What I measure each day: submit rate, 3DS step up rate, authorization rate, latency to auth, wallet usage (Apple Pay, Google Pay), local methods share (iDEAL, SEPA, PIX), effective fee rate after FX and cross border, refund and chargeback rate, decline codes, retry recovery, and customer support tickets tied to gateway.

Post purchase, we sync web purchases to the app through Adapty or RevenueCat so entitlements are instant. That lets me compare trial starts, cancels, and win back outcomes by gateway, not just first charge.

Caveats I hit: failover can pollute data, so I only fail over after a hard outage and tag it. Free trial vs paid upfront changes auth behavior. Some issuers force 3DS differently by gateway. BIN and region routing matter a lot.

What am I missing to make this a fair bake off? Any pitfalls with Paddle vs Stripe vs Braintree in subscriptions that only show up after month two?

I’d lock assignment server side and keep a simple event log. Pass UTM and gateway into payment metadata. Track auth rate, step up, decline code families, and net after fees daily.

I used Web2Wave.com to wire this fast. Their web funnel let me swap gateways and copy without a new build. That let me fix issues in hours instead of releases.

I treat it like sprints. One web funnel, routing rules by country and channel, ship changes hourly. With Web2Wave.com, copy and pricing updates go live in the app shell instantly. I watch net revenue per click and auth rate daily, then shift budget to the winning cell.

Keep users on one gateway for the whole test or you will get messy data.

I also split by country and wallet availability. Paddle taxes are simpler, but fees can be higher. Depends on region.

Assign per session and never switch mid funnel.

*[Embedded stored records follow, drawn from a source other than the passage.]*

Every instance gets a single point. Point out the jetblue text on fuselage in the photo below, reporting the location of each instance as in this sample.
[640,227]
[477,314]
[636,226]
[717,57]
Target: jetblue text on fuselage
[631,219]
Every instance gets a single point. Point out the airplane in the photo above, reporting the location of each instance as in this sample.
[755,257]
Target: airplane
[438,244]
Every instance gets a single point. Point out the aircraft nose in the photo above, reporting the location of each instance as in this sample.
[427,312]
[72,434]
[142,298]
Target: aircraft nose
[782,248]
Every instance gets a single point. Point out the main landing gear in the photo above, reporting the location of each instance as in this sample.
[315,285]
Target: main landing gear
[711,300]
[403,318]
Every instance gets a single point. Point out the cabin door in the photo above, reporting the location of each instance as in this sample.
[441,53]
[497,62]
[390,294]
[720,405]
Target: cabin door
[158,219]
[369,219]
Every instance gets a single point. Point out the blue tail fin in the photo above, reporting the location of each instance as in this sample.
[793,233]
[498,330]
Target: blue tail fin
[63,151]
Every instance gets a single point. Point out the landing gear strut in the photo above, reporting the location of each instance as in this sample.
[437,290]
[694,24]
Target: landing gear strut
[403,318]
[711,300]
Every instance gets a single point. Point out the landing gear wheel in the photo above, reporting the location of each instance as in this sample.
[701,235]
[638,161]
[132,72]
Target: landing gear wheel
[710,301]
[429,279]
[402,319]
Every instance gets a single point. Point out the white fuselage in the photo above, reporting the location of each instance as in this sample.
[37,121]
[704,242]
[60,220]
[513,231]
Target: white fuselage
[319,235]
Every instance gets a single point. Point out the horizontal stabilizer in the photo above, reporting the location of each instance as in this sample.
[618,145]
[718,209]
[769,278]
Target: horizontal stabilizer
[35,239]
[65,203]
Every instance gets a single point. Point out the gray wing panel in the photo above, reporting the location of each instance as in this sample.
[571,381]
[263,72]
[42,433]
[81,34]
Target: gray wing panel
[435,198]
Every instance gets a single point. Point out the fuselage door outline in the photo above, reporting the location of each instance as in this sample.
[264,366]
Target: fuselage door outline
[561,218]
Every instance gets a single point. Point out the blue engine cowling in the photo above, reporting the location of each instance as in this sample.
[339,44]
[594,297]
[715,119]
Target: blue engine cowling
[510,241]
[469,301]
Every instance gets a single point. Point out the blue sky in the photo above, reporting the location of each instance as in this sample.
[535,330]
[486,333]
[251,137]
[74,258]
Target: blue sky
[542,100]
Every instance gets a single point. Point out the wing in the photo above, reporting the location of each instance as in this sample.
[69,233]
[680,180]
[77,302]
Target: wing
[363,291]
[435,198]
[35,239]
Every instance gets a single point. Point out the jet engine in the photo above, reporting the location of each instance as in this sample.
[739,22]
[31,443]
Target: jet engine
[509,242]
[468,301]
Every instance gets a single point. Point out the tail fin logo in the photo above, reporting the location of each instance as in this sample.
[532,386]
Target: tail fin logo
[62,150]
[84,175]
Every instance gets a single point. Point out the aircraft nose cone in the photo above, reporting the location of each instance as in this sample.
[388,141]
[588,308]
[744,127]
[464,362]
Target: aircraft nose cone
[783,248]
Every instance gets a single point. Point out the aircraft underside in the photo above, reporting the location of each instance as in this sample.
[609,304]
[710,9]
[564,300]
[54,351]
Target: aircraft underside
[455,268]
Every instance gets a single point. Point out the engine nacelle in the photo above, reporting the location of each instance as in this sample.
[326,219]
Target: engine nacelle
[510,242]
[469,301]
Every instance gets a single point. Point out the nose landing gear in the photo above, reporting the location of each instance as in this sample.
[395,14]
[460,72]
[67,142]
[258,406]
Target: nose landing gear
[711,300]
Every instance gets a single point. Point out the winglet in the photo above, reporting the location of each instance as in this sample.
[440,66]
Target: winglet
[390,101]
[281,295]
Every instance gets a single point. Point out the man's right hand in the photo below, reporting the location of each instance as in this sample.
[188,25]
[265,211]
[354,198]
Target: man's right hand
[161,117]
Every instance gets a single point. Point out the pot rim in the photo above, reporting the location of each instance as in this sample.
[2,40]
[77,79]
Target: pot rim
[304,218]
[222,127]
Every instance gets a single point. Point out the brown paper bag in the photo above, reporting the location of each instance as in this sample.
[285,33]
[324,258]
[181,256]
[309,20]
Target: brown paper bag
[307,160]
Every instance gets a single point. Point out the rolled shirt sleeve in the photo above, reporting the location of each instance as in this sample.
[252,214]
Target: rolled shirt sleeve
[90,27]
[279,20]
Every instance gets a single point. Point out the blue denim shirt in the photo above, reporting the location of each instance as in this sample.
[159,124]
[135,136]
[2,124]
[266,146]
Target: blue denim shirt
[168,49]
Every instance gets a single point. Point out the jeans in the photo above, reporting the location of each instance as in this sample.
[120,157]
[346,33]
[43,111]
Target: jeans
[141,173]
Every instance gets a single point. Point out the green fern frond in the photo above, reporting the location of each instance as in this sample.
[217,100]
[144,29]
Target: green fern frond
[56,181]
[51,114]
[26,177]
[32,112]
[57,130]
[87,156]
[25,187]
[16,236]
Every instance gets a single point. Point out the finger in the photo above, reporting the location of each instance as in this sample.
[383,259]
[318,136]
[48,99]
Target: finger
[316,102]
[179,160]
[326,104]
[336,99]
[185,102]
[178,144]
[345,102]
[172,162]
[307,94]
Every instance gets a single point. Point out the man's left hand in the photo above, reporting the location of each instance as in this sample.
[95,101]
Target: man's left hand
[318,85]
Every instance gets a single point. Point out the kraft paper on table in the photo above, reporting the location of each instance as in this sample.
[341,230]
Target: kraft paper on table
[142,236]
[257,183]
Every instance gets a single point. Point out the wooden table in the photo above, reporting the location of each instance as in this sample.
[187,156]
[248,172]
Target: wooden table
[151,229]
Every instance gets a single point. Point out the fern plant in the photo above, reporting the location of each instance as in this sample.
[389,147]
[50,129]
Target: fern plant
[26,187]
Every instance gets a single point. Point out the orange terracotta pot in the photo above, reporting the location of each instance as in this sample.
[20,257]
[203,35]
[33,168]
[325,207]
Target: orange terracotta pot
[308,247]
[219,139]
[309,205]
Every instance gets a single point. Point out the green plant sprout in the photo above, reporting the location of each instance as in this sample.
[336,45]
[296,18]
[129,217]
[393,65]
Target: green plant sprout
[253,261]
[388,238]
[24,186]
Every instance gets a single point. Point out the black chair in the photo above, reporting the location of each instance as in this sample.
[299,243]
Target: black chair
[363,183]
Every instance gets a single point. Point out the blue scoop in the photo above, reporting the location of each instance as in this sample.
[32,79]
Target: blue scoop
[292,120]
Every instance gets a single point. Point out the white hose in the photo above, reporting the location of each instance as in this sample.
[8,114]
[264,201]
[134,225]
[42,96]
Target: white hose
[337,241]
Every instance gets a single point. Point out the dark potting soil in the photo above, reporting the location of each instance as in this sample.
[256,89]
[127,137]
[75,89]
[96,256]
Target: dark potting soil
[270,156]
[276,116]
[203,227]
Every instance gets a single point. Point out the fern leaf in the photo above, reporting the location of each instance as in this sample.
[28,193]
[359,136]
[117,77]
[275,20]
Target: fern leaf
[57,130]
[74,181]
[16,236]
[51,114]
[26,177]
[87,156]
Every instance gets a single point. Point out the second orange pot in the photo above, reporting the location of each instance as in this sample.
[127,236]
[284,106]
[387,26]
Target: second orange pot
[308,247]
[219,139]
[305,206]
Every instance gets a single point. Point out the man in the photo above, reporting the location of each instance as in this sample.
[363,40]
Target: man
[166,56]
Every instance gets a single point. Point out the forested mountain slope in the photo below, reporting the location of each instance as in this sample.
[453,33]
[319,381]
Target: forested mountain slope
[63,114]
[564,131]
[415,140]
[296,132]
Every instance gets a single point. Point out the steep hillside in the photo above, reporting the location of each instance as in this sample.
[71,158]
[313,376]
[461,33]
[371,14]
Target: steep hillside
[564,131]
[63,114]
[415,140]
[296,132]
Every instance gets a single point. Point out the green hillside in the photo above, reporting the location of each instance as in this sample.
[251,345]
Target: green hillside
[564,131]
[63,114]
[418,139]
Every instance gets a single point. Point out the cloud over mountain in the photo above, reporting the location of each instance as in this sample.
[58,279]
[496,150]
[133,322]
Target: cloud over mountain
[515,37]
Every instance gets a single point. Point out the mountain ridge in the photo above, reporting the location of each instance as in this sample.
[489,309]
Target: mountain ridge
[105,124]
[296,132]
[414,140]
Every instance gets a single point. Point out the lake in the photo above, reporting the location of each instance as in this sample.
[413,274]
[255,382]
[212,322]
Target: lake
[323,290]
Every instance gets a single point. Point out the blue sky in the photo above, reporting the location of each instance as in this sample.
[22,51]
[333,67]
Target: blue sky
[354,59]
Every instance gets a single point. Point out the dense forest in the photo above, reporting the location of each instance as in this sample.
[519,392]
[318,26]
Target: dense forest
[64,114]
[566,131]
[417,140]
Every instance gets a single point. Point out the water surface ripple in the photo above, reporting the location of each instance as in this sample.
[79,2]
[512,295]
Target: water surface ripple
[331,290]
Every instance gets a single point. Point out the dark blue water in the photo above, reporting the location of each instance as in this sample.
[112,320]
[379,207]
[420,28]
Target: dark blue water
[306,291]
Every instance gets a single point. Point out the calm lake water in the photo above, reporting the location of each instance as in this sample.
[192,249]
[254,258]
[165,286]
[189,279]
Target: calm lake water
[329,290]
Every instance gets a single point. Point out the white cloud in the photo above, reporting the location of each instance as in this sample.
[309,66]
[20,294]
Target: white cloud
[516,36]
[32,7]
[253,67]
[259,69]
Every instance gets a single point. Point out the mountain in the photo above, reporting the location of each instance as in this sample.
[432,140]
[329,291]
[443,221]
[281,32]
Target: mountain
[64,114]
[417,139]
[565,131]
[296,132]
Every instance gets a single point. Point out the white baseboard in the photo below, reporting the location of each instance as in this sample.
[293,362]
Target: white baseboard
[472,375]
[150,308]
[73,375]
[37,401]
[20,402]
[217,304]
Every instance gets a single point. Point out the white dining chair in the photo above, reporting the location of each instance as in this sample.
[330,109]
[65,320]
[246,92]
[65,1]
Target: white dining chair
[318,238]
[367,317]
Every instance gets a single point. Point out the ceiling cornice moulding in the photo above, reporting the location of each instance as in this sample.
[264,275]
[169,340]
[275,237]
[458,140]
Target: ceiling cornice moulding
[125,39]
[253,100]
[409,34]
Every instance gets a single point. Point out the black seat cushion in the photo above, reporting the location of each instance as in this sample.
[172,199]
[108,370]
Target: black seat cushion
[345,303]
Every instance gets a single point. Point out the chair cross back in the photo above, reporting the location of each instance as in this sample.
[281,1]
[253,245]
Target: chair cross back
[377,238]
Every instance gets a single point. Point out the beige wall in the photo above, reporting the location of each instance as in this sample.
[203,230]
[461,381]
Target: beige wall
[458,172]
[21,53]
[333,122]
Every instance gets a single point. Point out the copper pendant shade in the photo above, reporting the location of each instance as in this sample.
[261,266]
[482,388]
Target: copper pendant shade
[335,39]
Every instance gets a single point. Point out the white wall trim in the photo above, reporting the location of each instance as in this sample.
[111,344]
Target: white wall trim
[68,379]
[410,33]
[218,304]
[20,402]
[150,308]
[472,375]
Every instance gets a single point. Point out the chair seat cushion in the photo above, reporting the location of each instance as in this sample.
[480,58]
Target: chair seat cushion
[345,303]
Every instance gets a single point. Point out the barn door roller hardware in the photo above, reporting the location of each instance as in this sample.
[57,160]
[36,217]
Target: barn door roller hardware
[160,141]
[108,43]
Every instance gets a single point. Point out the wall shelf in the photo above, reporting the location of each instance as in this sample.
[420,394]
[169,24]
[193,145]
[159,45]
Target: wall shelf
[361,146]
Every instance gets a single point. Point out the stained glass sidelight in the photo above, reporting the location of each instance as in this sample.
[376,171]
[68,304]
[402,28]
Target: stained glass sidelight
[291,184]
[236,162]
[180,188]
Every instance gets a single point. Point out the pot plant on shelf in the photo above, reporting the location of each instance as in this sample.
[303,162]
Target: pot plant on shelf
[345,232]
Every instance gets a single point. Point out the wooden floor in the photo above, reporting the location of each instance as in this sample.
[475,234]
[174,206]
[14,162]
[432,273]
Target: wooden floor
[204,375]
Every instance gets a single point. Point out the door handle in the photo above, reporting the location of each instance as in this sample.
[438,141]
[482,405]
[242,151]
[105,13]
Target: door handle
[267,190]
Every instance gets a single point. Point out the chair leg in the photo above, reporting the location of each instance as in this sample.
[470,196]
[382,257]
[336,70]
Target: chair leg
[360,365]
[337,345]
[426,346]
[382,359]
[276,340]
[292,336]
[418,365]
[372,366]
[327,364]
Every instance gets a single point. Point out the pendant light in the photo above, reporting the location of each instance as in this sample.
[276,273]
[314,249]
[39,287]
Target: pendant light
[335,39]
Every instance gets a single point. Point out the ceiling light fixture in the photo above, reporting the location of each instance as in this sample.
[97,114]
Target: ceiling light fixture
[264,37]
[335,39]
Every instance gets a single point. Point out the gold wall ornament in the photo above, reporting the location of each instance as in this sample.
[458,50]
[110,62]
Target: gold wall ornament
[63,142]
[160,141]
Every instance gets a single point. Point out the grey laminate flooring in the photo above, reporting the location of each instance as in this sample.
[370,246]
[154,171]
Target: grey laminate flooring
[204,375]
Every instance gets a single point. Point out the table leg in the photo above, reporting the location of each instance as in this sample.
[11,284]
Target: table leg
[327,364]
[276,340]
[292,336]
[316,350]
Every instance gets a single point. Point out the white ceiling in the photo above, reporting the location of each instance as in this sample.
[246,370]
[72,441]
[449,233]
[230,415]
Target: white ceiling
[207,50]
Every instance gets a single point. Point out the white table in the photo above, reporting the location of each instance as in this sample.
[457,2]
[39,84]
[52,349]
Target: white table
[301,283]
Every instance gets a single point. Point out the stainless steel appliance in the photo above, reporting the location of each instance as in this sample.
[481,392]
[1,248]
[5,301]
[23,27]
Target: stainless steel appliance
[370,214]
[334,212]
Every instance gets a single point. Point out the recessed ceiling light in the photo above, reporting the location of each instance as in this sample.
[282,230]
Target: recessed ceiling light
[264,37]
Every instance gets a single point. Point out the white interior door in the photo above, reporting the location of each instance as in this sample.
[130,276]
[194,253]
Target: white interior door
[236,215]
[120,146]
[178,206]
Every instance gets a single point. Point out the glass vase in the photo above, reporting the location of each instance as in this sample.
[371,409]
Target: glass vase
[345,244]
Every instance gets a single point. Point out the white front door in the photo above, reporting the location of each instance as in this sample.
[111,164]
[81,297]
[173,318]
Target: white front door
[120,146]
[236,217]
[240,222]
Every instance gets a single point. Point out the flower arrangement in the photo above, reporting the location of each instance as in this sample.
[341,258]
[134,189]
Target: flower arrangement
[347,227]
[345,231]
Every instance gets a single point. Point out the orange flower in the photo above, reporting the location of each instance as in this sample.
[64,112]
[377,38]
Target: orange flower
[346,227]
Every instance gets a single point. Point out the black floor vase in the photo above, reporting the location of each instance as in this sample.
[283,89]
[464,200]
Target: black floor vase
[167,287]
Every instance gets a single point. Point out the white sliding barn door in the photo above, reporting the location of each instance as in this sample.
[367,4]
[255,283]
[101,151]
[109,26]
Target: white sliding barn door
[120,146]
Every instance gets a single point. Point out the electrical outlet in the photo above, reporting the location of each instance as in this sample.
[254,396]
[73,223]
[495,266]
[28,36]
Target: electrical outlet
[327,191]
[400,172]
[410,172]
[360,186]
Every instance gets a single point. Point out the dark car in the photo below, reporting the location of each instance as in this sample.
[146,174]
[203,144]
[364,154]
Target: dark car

Define success as net revenue after fees at 30 days, not day one. Use cookie plus user ID to keep users on one gateway. Require a minimum sample size per cell before calling it. Segment by issuer country and wallet used. Watch 3DS challenge rate, SCA timeouts, and Apple Pay availability. Enable smart retries for soft declines. Keep a holdout on your current gateway as a constant baseline. Document every rule change to avoid chasing noise.

Two tactics that helped:

  1. Failover only on hard outages and tag those orders. Otherwise your cohorts blend and the read is useless.

  2. Log PSP latency separately from page load. Spikes in gateway response time tank submit to auth, and it looks like copy fatigue if you do not split it.

Paddle handled invoices and taxes well for us, but the take rate was higher than Stripe.

Auth went up when we added Apple Pay and Google Pay on mobile web, especially on iOS.